We are looking to replace our 2010 Jeep Liberty in the next 6-8 months and I am trying to start researching now. We like the look of the Traverse but weren't sure how it worked out with carseats and such... here is what we need from a vehicle:

- seats 7
- comfortably fits 4 car seats, 2 Nautilus, a RF Complete Air and a Snugride 35
- 2009 or newer
- under 30,000
- will grow with our kids... ie, will hold 3 FF seats and a booster or what have you
- prefer an SUV or crossover that can get gotten with AWD or 4WD but would be ok with a mini van as well
- has room for a double stroller in the back


----------



## blessedwithboys (Dec 8, 2004)

Honda Pilot!

I love the passenger room in mine. The second generation came out in 2009 (mine's a '10). You can get 4WD. I don't have it because I don't need it where I live. I also didn't get the DVD player. I like to talk to the kids when we travel and if they really need a movie, I use my laptop.

It holds 8 adults comfortably. The middle bench has LATCH for all three seats and the back bench has LATCH in the passenger outboard seat. All 8 seats have shoulder belts and headrests.
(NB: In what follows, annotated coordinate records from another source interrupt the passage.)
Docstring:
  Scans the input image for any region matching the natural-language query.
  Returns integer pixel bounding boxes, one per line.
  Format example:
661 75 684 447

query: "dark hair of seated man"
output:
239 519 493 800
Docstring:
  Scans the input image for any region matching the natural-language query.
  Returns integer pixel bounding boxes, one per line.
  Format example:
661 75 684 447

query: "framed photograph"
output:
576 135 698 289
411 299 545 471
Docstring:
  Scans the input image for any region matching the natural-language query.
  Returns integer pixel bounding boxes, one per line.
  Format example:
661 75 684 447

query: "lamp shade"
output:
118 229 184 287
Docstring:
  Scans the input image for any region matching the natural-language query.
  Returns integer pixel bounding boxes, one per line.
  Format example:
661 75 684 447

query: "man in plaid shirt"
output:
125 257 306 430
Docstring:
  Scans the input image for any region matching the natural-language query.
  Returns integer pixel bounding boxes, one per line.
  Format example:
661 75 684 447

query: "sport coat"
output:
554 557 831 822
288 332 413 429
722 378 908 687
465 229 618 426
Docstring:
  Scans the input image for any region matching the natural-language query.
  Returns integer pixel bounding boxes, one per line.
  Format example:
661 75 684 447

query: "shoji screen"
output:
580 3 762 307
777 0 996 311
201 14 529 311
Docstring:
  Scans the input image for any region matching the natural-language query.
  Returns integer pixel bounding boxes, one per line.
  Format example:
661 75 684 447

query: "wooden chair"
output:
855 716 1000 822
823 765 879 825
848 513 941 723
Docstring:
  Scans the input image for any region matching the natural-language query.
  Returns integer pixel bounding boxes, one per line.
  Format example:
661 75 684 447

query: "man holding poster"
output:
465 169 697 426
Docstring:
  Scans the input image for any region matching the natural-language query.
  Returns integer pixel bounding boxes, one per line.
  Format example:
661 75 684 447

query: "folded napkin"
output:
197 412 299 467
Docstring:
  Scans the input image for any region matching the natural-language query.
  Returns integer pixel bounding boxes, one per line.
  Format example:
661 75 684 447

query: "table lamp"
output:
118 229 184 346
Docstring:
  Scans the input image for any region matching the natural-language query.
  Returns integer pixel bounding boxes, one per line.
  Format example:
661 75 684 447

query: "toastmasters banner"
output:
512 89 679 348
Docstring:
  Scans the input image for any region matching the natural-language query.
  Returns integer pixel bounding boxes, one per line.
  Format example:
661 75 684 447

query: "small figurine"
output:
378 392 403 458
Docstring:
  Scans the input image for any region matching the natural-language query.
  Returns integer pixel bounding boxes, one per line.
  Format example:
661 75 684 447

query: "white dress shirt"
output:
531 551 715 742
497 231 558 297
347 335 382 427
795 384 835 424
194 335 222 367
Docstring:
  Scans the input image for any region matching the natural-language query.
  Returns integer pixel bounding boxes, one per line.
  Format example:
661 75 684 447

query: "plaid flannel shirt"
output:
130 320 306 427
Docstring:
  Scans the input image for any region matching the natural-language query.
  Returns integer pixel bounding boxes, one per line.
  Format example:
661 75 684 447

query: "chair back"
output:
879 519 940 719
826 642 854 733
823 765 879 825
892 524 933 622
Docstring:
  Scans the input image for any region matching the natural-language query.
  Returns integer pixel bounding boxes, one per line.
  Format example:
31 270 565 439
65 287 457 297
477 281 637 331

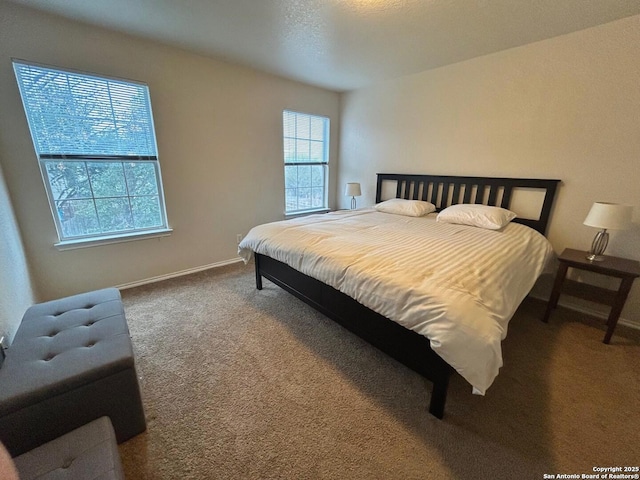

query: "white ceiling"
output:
5 0 640 91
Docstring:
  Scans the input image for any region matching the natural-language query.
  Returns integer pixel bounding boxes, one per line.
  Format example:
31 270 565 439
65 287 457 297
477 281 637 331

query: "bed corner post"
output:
253 252 262 290
429 375 449 420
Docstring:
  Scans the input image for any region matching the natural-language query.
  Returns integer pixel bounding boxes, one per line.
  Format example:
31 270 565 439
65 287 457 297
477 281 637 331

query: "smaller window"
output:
283 110 329 214
13 61 168 244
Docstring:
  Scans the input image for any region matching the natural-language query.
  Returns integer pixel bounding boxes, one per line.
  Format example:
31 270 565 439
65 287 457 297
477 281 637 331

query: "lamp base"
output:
587 228 609 262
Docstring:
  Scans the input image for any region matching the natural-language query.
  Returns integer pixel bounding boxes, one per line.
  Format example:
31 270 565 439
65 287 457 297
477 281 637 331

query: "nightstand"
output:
542 248 640 344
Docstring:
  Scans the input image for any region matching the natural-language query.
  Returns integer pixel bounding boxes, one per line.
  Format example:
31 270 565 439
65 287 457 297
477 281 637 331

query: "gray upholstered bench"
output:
14 417 124 480
0 288 146 457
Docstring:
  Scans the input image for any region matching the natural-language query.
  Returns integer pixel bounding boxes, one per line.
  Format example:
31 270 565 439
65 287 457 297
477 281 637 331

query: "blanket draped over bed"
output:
239 209 553 394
Configuration...I assume both of your boys are currently RFing? Will the older one be FFing when #3 comes? If so, you could put him in the back row and space out the other two in the middle. Or all three seats could go in the middle bench. I just had two carseats outboard in mine with room for my 5mos pg sister in between! If you have all three kids in the middle you could fold down the back seat and have tons of room, or leave it up and have more room than average. I won't lie and say it's cavernous back there.

I just hopped on cars.com and there is at least on EX-L with 4WD for $30k. I have the Touring (leather seats) and if I had it to do over again I would have saved money and just gotten cloth seats. The leather is sort of cheapie and the car seats will tear it up, so I would say check it out to see if you can get 4WD with cloth seats.


----------



## chely7425 (Aug 8, 2007)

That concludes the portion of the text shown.